If an economic or scientific achievement endangers the existence, the security or the national assets of a country, what logical justification can be found for that achievement? We know that the Islamic Republic insists that it is not seeking to achieve nuclear power to produce nuclear weapons. Based on this claim, the only significance of the nuclear issue for Iran are economic and scientific benefits. When looked at from the standpoint of truth and falsehood, what are the economic or scientific benefits?  Any economic question must be based on a cost-benefit analysis. That is why the critics of Iran’s nuclear program do not see any benefit in the current situation based on the cost-benefit principle — because the increasing negative consequences of sanctions or the likelihood of a military attack are many times costlier than the benefits of access to nuclear power.

Here, however, I am not asking the Leadership to abandon his own views and accept the views of the critics. Each person has his own evaluation of the situation based on his own viewpoint and knowledge. Based on certain information, one can evaluate the system as dangerous, while another person can judge the situation to be normal and ordinary based on a different set of data.

But my question for the Leader is: Why does he insist that all Iranians must evaluate the situation as he does? If they do not, then he believes that they are repeating the enemy’s words or, as some security officials put it, they are enemy agents themselves. In today’s world, there are millions of reports and news items published every day about any single subject. It is obvious that no one person can study them all. Each person selects and studies a portion of the news depending on his overall view of the world. Therefore, the evaluation a specific situation by each individual is different depending on the news that he has read and his overall views. This is quite natural. But does the Leader believe that an Iranian cannot have a different evaluation from him about the situation of the country based on his own studies? If he has a different evaluation, shouldn’t he have the right to express it?

If an Iranian, based on his own experience and outlook, believes that the country is in danger, can we consider him to be a criminal, and an accomplice of the enemy? Can we accuse him of being intimidated and scared because he is worried about the future?

The Leader and people close to him repeatedly claim that those who support flexibility in the nuclear program have been intimidated. This is especially sad and surprising. No doubt fear and terror are not welcome elements in either individual or collective life but, in turn, they are mechanisms of human survival. If there were no grain of fear in human beings, would humanity survive for a moment? Is an individual praiseworthy if, by his recklessness and lack of fear, he casts a vast number of people into the pit of misery and annihilation? Should he be rewarded for this? God bless the person who is scared and worried about the life and the fate of other people.
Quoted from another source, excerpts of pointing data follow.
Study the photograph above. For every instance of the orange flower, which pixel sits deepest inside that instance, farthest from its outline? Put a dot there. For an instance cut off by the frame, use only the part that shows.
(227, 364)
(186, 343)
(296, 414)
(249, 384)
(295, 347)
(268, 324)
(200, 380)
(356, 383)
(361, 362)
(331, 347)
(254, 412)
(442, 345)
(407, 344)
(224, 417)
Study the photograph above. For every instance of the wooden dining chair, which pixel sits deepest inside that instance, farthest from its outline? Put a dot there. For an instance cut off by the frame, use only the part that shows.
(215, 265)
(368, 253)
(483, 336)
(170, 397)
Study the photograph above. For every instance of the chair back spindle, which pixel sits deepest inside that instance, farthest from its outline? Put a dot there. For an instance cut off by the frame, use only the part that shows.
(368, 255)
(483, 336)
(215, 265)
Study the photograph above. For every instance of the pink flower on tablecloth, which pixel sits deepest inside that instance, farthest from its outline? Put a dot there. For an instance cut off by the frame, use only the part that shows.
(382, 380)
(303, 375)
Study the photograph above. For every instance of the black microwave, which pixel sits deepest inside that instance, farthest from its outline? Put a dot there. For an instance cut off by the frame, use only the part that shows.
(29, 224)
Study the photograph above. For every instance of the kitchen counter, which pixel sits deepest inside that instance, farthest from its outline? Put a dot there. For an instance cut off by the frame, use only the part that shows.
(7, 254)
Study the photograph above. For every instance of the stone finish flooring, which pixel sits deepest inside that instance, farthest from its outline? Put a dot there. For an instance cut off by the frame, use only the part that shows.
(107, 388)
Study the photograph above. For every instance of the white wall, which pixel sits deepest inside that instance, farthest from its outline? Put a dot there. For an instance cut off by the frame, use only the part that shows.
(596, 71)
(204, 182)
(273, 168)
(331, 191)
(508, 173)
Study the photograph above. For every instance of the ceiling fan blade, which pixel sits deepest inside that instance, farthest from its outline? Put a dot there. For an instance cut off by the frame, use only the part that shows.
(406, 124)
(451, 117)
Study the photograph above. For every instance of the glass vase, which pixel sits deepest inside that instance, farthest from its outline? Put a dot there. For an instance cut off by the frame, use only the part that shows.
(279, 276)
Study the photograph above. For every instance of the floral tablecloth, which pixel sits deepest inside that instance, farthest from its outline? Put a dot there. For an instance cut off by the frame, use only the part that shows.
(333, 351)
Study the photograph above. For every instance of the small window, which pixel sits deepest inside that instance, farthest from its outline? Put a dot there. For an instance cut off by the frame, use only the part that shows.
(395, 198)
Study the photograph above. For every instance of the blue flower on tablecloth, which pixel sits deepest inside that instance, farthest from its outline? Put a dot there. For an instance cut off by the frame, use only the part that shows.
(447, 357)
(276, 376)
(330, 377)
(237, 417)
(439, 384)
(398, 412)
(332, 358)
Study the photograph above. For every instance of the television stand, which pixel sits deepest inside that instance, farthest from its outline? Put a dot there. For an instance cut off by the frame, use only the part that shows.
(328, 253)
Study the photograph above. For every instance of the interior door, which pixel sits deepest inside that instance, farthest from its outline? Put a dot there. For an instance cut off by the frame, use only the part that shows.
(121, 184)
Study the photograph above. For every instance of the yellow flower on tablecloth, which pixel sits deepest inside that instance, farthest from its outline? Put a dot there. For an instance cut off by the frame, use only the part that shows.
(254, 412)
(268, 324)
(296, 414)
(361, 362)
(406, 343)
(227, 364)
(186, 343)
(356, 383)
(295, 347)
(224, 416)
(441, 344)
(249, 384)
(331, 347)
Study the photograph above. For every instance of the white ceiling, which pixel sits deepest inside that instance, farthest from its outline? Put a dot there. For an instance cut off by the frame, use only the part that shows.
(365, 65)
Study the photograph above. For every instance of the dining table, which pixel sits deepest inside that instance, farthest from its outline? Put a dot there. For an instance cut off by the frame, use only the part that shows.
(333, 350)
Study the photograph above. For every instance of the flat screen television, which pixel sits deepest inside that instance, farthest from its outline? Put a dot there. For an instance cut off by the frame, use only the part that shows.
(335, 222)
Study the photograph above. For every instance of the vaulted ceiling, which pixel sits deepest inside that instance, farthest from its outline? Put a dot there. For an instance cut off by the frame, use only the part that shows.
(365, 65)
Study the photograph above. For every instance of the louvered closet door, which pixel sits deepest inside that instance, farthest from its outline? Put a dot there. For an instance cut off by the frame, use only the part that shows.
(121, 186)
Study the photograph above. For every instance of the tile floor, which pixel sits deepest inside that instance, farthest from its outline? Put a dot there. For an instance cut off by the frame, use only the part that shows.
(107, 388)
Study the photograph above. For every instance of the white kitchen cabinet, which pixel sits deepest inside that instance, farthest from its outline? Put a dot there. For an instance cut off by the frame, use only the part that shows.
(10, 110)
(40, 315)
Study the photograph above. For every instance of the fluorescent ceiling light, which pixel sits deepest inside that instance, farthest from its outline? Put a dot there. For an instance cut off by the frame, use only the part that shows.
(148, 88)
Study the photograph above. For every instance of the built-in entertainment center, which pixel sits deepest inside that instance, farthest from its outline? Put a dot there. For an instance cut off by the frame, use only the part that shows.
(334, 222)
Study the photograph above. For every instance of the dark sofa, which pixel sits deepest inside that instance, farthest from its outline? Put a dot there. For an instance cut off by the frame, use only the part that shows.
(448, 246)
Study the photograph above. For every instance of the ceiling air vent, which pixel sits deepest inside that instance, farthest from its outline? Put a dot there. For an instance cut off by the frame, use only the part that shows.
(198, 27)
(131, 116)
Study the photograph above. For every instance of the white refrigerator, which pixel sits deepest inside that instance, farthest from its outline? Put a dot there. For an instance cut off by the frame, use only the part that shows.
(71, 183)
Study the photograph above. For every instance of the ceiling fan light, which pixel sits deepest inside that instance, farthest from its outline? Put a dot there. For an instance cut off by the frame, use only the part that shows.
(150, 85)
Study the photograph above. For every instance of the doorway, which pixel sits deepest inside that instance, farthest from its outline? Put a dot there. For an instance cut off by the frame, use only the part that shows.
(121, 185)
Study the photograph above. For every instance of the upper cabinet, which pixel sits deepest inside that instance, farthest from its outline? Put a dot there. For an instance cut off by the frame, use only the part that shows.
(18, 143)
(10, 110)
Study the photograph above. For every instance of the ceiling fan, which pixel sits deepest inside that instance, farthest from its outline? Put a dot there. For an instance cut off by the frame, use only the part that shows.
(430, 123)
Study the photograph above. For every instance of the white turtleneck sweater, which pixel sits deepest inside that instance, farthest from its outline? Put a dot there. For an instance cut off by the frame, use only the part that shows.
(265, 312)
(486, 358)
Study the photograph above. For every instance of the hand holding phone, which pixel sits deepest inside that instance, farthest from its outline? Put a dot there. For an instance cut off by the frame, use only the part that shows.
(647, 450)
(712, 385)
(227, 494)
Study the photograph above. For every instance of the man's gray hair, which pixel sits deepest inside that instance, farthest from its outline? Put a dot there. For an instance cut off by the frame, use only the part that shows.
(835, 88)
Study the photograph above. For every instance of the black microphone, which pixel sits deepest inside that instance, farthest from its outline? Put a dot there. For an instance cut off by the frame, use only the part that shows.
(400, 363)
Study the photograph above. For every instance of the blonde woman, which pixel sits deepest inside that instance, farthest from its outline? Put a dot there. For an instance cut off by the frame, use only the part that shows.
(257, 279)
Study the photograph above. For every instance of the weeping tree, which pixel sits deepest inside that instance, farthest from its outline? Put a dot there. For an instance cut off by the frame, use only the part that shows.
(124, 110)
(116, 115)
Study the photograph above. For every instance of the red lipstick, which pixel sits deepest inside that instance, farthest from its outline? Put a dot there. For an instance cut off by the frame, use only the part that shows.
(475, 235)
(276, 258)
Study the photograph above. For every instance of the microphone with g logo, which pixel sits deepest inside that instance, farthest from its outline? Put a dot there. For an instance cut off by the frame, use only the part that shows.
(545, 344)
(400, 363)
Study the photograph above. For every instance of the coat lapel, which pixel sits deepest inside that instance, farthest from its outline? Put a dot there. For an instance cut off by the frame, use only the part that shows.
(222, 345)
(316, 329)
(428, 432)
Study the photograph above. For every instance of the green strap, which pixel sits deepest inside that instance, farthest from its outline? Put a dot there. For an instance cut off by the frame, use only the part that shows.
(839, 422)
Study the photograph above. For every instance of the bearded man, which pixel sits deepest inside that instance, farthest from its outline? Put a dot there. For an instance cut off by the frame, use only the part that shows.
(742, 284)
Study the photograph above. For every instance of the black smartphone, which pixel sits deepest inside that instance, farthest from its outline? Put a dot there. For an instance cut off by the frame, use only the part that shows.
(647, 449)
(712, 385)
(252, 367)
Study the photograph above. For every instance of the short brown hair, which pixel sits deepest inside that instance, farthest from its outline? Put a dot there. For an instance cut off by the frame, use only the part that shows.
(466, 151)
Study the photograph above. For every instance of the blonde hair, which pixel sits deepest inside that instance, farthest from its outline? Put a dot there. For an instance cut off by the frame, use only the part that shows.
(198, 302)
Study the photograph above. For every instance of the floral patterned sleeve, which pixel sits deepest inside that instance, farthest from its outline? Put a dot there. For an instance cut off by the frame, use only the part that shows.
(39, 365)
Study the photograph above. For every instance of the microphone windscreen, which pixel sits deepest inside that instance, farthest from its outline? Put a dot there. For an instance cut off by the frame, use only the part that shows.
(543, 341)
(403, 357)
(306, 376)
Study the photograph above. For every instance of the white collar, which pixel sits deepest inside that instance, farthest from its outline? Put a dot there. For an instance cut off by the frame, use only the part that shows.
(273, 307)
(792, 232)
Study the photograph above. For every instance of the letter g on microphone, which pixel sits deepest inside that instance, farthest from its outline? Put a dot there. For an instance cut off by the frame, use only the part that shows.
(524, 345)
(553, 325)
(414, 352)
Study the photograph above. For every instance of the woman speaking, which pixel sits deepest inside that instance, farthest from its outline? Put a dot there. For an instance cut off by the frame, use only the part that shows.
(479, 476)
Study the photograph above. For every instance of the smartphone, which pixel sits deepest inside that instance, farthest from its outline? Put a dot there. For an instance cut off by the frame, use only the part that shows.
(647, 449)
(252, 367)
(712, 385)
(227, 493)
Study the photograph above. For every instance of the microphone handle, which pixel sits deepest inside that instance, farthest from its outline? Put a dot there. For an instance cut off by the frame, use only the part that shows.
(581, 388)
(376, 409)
The fact is that many Iranians have a different evaluation of the overall situation of the country and the current nuclear crisis than that of the Leadership. To be exact, they are afraid of Iran’s future! Should they hide their fear? And if they do not, should they be threatened by the respected Minister of Intelligence?

 

The final decision rests with all Iranians

I repeat: I am not asking the Leader to abandon his own views and accept those of others. But I want to ask that, when it comes to an issue that affects the fate of each one of us, and the fate of our children, he should allow for different views and evaluations to be discussed in a safe and free atmosphere. I believe that when the issue is as significant as the nuclear crisis is, the final decision belongs to all Iranians. And to make this decision, Iranians must hear the views of all authorities on the subject, and come to a conclusion in a rational and calm atmosphere.

Does the Leader agree with this? It is my belief that that the destiny of Iran is to a very large degree tied to the decision of the Leadership on the above question. And if he makes the right decision then there is no doubt that many worthy subjects can be presented to him. God help us to recognize that the truth, as the Commander of the Faithful Ali said, is more concealed and harder to see than a black ant on a black rock on a black night.